I had an entirely different gratitude post planned for today. Half-written, I got up early this morning to finish it. But for some reason, the words wouldn't flow. My gratitude seemed disjointed and I was left with the thought of Who would care about that?
Then, at 6:42am, in the midst of the breakfast scramble, I received the call to let me know my Nanna had passed away peacefully in her sleep in the early hours of this morning.
Almost two years ago, my Nanna was given only 3-6 months to live. For someone who had been a picture of health her entire life, the news was a shock to us all. And so we prepared ourselves for the inevitable. We made many trips to visit her, not knowing when her last moment would be. We inwardly grieved and prayed that she would not have to endure a slow, painful death.
And as each month passed, we waited for the call.

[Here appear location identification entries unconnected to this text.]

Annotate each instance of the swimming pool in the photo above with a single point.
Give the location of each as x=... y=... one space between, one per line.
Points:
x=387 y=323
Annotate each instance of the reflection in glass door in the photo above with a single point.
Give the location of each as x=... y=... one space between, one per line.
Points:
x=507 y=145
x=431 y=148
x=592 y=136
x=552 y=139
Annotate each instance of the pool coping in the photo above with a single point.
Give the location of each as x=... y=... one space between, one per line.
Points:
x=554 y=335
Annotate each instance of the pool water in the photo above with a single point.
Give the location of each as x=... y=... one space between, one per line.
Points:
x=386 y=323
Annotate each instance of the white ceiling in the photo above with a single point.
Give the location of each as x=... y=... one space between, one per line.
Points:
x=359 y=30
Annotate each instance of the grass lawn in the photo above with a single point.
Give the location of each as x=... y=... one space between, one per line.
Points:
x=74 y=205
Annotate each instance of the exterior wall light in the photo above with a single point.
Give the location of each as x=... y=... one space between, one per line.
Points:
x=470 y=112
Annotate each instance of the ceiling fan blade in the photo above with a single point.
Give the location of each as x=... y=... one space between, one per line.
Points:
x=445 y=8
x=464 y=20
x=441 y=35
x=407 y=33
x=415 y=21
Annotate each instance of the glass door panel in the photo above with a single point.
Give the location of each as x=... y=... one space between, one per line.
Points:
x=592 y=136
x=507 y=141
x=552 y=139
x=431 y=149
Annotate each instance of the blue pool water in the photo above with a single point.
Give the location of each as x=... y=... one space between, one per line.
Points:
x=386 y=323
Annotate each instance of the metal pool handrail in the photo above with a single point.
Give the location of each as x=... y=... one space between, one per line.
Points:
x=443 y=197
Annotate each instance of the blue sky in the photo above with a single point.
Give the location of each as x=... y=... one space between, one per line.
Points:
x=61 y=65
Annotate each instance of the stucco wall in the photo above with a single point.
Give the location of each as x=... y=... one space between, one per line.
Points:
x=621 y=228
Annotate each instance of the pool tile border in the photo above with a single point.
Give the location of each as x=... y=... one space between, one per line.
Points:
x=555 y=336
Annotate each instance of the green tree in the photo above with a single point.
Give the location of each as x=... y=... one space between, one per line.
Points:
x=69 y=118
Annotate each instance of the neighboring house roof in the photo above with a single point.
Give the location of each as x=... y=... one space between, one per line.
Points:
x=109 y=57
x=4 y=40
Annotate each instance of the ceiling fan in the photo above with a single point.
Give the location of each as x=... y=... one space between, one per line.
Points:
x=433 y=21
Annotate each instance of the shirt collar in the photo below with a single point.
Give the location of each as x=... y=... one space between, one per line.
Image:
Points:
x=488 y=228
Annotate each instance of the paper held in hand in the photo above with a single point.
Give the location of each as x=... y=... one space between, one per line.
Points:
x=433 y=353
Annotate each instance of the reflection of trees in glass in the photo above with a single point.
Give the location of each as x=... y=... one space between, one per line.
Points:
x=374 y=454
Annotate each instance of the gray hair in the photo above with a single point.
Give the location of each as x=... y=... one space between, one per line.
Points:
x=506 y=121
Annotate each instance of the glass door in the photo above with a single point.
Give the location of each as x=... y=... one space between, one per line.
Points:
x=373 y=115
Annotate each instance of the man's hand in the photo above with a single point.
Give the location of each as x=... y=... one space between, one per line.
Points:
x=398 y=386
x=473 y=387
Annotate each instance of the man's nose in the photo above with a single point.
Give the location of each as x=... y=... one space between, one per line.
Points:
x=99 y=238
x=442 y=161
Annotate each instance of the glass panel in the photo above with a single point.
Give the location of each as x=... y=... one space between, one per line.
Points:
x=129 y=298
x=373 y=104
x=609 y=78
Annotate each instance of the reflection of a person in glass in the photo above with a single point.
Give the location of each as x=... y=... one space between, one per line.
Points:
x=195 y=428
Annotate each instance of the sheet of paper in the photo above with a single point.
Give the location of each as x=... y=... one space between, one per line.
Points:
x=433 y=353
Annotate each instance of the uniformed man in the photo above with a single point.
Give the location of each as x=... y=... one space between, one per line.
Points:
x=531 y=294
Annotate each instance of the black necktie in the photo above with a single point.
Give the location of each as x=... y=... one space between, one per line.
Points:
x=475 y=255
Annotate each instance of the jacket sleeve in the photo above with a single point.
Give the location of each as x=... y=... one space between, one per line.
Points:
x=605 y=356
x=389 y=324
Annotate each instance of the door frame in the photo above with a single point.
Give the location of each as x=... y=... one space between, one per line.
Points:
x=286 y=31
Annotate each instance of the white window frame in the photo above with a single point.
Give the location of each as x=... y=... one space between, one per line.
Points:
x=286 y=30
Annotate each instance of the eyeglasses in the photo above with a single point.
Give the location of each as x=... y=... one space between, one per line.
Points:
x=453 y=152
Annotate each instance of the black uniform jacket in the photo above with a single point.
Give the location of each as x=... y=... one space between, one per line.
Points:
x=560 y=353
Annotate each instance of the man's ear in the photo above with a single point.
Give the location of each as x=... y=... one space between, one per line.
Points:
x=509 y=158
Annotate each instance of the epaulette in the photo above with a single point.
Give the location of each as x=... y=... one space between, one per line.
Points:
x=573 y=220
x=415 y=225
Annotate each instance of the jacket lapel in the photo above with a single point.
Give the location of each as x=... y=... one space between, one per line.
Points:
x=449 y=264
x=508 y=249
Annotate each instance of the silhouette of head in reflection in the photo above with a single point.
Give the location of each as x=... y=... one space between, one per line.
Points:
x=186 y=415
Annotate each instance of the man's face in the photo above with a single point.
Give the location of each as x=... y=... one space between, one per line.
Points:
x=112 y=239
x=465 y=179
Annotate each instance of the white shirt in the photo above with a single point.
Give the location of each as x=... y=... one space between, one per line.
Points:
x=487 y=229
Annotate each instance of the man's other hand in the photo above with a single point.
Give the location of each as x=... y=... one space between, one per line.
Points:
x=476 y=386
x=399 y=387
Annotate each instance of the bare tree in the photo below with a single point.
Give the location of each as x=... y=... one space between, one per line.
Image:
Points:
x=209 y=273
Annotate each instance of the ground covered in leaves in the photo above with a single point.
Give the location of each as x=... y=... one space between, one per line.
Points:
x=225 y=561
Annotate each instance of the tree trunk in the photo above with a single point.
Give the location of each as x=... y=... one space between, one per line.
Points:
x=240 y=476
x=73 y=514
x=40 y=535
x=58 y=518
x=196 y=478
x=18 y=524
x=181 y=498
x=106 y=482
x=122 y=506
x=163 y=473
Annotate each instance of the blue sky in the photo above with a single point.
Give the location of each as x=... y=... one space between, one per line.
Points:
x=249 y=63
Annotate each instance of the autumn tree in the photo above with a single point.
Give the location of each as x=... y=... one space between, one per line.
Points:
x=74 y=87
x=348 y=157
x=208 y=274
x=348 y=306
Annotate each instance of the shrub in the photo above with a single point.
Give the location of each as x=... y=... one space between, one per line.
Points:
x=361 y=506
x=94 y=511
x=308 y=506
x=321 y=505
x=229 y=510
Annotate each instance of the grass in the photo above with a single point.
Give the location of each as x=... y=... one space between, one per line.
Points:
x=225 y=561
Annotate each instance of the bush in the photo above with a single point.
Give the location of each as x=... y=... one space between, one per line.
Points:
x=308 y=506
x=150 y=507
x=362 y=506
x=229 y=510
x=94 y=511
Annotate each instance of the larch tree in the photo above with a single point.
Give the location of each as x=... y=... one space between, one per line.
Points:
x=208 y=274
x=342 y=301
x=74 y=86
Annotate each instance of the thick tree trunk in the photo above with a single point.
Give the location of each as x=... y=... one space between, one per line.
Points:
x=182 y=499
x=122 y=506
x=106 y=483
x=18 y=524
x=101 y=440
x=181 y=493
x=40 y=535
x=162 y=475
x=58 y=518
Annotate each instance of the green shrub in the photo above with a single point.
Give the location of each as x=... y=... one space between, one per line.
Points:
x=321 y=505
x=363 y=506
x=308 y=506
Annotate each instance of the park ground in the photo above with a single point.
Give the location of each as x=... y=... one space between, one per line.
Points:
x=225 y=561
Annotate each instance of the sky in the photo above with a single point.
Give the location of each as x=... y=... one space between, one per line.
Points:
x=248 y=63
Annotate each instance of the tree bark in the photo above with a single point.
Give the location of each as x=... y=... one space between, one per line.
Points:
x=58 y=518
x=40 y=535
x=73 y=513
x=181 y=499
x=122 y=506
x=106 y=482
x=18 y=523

But she fought. She has always been a strong woman - humble, but a fighter. Her quiet inner strength is something that I can only hope for a portion of.
And so when the call came this morning, I felt a flood of sadness mixed with relief and gratitude wash over me.
I am sad, yes. But I am also reflecting on the life of this beautiful person I was so blessed to call my grandmother....
I am grateful for the extra time afforded us. The moments sitting in her granny-flat - talking, laughing, watching football, being quiet together.
I am grateful for the wisdom she imparted to me over the years.
I am grateful for her kindness and compassion.
I am grateful for her quiet strength and her ability to see the good in everyone.
I am grateful for the strong bond we had..
I am grateful that she was able to meet all of her great-grandchildren who absolutely adored her and she them.
I am grateful that in all of the hardships throughout her life - the death of two husbands and her children - she never, ever gave up.
I am grateful that in her final days, she was not in any pain.
This woman. This most beautiful, amazing woman was a fighter, right up until her last breath. And I am so grateful that I had the privilege of calling her my grandmother.